Ryo mengangguk pelan, masih bingung dengan situasi ini. Ia melihat sekeliling dan melihat beberapa perabotan sederhana, serta perasaan aneh bahwa dirinya tidak berada di dunia yang ia kenal sebelumnya.
Namun, wanita itu tampaknya tidak melihat adanya keanehan dalam dirinya. "Ayahmu sedang pergi berburu. Setelah kamu cukup beristirahat, kita akan memulai pelajaran pertama tentang kehidupan di desa ini. Kamu akan membantu kami, Ryo. Meski tubuhmu masih lemah, aku tahu kamu bisa melakukannya."
Ryo mencoba mencerna kata-kata itu. "Tubuh... lemah?" Ia merasa ada sesuatu yang tidak beres, tapi apa itu? Ia mengingat bahwa tubuhnya terasa lebih kecil, lebih lemah dibandingkan saat di dunia sebelumnya. Namun, ia tidak bisa mengingat apa pun tentang kehidupan sebelumnya—semuanya terasa kabur, seperti mimpi yang hilang.
"Jangan khawatir, kamu akan kuat seiring berjalannya waktu," tambah wanita itu dengan senyum penuh harapan. "Setiap petualang yang baru mulai pasti merasakan kesulitan, tapi kamu akan belajar. Kamu akan menguasai banyak hal di sini, Ryo."

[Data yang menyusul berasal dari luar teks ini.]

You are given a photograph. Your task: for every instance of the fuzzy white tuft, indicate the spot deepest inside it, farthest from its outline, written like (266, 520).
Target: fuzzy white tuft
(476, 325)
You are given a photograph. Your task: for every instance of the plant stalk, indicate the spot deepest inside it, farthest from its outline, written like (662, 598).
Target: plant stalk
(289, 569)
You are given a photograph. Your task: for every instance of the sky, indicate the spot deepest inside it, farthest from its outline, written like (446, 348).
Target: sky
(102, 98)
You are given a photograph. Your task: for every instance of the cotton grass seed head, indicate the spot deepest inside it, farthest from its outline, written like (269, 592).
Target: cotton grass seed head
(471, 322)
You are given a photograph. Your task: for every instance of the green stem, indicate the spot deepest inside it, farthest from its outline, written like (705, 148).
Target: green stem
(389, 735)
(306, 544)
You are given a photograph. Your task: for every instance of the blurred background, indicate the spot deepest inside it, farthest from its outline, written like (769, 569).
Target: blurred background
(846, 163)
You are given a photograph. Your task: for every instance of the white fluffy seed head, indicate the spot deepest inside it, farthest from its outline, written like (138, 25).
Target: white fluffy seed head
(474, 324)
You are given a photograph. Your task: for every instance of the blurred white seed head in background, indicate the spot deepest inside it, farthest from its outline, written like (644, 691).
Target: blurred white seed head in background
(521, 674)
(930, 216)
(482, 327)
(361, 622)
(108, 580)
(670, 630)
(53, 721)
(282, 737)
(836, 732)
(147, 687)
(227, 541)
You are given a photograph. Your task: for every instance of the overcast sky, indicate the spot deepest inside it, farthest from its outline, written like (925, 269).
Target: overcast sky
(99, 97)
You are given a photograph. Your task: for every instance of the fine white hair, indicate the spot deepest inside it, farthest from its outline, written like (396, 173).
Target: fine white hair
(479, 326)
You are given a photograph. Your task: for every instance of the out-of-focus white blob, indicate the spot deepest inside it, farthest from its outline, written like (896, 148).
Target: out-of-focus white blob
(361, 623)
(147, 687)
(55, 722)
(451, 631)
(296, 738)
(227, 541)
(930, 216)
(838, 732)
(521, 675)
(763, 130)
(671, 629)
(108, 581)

Ryo merasa sedikit tertekan, tapi dia tahu bahwa sekarang ia harus menghadapi kenyataan baru ini. Tanpa tahu bagaimana kekuatan yang dimaksud oleh wanita itu, ia hanya bisa menerima keadaan. Terlepas dari semua kebingungannya, ada sesuatu dalam dirinya yang ingin bertahan—mungkin karena di dunia ini, ia punya kesempatan baru untuk menemukan arti kehidupan.
Latihan yang Berat
Hari itu, Ryo dan ayahnya berada di sebuah lapangan terbuka di dekat desa. Langit cerah, namun angin bertiup pelan, membawa suasana yang sejuk. Ayahnya sedang bersiap dengan perlengkapan berburu, namun hari ini, ada sesuatu yang berbeda—hari ini, Ryo akan berlatih menggunakan sihir.
"Kali ini kita akan berlatih mengendalikan sihir api," kata ayahnya dengan nada yang tenang namun serius. "Kamu sudah cukup besar untuk belajar bagaimana cara menggunakan kekuatan ini dengan baik."

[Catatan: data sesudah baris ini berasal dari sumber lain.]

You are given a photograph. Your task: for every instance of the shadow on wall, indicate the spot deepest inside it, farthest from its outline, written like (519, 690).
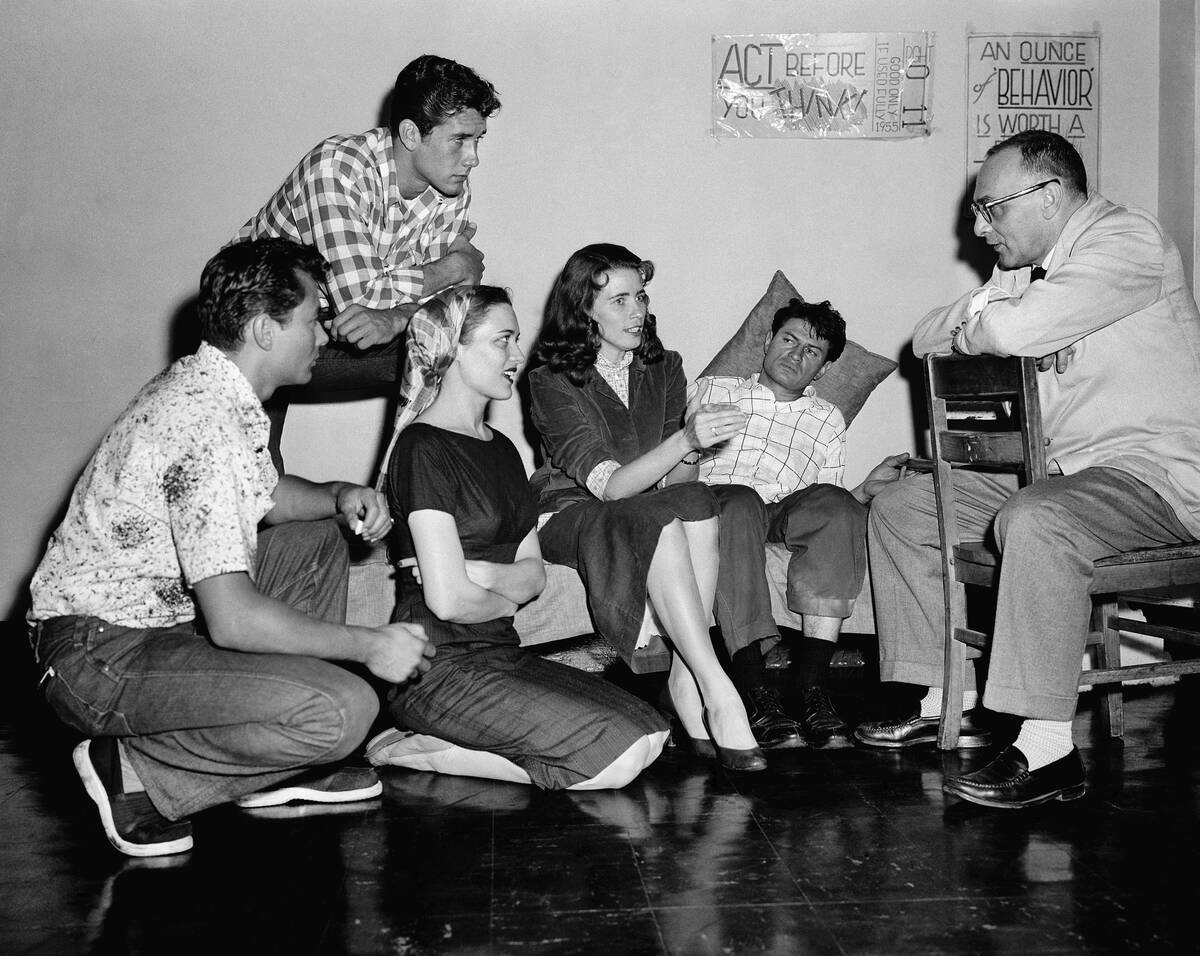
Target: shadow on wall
(184, 335)
(976, 253)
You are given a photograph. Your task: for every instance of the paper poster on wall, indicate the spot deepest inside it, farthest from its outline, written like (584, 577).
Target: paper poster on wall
(820, 85)
(1020, 82)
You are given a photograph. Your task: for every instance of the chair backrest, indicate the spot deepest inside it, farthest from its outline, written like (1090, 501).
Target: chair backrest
(983, 413)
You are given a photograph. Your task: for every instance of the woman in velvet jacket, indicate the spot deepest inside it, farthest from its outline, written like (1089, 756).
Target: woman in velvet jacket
(609, 403)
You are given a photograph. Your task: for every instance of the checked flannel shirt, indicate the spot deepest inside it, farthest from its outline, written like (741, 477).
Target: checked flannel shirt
(785, 446)
(345, 199)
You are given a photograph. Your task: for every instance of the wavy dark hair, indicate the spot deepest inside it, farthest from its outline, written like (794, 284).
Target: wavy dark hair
(251, 277)
(570, 338)
(823, 319)
(431, 89)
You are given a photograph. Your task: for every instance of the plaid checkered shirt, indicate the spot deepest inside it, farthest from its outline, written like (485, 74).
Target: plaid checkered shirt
(345, 199)
(785, 446)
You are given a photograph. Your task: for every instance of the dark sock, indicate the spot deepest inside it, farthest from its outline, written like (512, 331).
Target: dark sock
(810, 660)
(747, 668)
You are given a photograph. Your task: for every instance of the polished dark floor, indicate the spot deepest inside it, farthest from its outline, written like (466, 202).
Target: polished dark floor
(826, 852)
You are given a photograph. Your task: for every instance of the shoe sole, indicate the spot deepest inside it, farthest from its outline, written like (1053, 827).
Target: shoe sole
(965, 743)
(792, 743)
(310, 795)
(95, 788)
(1063, 795)
(834, 743)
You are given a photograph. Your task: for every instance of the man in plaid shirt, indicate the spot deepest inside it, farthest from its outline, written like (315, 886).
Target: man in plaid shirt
(780, 480)
(388, 209)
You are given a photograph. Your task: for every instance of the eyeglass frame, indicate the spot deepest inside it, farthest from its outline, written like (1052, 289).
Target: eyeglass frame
(984, 209)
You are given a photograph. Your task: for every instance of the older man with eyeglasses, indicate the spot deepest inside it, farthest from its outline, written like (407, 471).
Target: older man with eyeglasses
(1097, 293)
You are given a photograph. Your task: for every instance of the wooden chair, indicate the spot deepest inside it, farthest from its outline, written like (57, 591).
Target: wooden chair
(984, 413)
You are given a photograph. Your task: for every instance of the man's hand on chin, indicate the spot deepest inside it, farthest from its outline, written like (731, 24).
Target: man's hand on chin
(365, 328)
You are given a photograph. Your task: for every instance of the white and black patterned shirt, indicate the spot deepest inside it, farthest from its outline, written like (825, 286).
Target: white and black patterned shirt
(785, 446)
(345, 199)
(173, 495)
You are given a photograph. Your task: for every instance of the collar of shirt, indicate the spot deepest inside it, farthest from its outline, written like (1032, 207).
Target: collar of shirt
(625, 361)
(616, 376)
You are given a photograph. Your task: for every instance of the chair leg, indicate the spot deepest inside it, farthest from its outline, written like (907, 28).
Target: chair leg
(1108, 654)
(952, 691)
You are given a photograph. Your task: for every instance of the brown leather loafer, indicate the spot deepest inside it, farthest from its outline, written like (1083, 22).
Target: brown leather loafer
(1008, 783)
(911, 732)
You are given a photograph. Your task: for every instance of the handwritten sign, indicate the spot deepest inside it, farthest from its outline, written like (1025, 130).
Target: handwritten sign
(819, 85)
(1019, 82)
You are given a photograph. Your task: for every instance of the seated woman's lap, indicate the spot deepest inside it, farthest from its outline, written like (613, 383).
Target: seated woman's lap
(556, 722)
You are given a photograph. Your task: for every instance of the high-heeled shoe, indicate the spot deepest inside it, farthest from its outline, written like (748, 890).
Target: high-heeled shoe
(730, 758)
(748, 759)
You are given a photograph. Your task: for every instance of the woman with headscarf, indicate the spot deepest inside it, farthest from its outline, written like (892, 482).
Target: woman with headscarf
(486, 707)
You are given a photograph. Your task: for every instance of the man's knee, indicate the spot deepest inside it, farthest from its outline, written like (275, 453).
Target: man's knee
(1030, 512)
(739, 503)
(906, 510)
(840, 506)
(340, 716)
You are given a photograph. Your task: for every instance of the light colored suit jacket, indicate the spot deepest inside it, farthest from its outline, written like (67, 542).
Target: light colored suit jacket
(1131, 398)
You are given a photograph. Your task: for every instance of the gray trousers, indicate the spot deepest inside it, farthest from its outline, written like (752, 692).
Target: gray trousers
(203, 726)
(822, 525)
(1049, 535)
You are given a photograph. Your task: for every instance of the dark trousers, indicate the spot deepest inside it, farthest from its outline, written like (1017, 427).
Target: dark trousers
(822, 525)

Ryo menatap ayahnya dengan penuh kebingungan. "Sihir api? Aku... aku nggak paham. Aku bahkan nggak tahu caranya."
Ayahnya mengangguk pelan, seolah sudah tahu bahwa Ryo akan merasa bingung. "Tenang, Ryo. Ini adalah bagian dari latihan. Aku akan mengajarkanmu dasar-dasar sihir api terlebih dahulu."
Ryo mengernyitkan dahi. "Tapi... aku nggak pernah merasa punya kekuatan seperti itu sebelumnya. Bahkan waktu aku coba, cuma muncul api kecil banget. Kenapa bisa kayak gitu?"

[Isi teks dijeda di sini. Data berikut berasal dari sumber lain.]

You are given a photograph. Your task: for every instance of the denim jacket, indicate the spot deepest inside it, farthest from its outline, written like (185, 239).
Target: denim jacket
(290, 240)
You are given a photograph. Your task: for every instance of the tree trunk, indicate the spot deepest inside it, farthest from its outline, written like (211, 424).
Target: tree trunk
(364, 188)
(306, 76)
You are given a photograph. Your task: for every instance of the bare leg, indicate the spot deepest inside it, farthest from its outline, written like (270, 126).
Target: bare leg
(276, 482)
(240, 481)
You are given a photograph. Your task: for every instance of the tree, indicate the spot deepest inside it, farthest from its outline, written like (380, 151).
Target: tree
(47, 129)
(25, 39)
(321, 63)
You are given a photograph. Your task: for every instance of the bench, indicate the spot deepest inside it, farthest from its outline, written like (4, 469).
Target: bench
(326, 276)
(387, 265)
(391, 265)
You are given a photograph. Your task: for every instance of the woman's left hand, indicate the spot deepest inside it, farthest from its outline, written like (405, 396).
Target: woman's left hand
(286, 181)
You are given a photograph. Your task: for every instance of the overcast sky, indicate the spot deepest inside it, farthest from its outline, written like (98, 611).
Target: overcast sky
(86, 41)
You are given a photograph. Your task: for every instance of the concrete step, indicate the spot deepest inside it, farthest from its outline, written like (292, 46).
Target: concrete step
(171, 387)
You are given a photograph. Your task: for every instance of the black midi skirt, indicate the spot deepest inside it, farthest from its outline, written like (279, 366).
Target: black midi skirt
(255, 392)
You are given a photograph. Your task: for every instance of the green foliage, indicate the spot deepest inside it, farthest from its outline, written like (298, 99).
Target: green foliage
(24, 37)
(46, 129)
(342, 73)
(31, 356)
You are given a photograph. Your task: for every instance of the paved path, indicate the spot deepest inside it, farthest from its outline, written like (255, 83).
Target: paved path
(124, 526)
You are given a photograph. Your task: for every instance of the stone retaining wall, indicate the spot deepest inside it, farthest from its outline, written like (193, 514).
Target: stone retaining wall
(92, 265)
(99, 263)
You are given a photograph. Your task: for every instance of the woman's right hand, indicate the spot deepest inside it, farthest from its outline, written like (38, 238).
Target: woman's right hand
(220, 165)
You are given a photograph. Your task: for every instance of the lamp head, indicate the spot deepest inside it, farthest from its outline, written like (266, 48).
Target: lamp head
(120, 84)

Ayahnya tersenyum sedikit, mencoba menjelaskan dengan sabar. "Sihir itu tidak bisa langsung dikuasai. Kamu harus belajar mengendalikan energi yang ada dalam dirimu. Setiap orang punya cara yang berbeda untuk menggunakannya. Apa yang kamu rasakan tadi, meskipun kecil, itu sudah menunjukkan bahwa kamu memiliki potensi. Sekarang, kita akan coba cara yang benar."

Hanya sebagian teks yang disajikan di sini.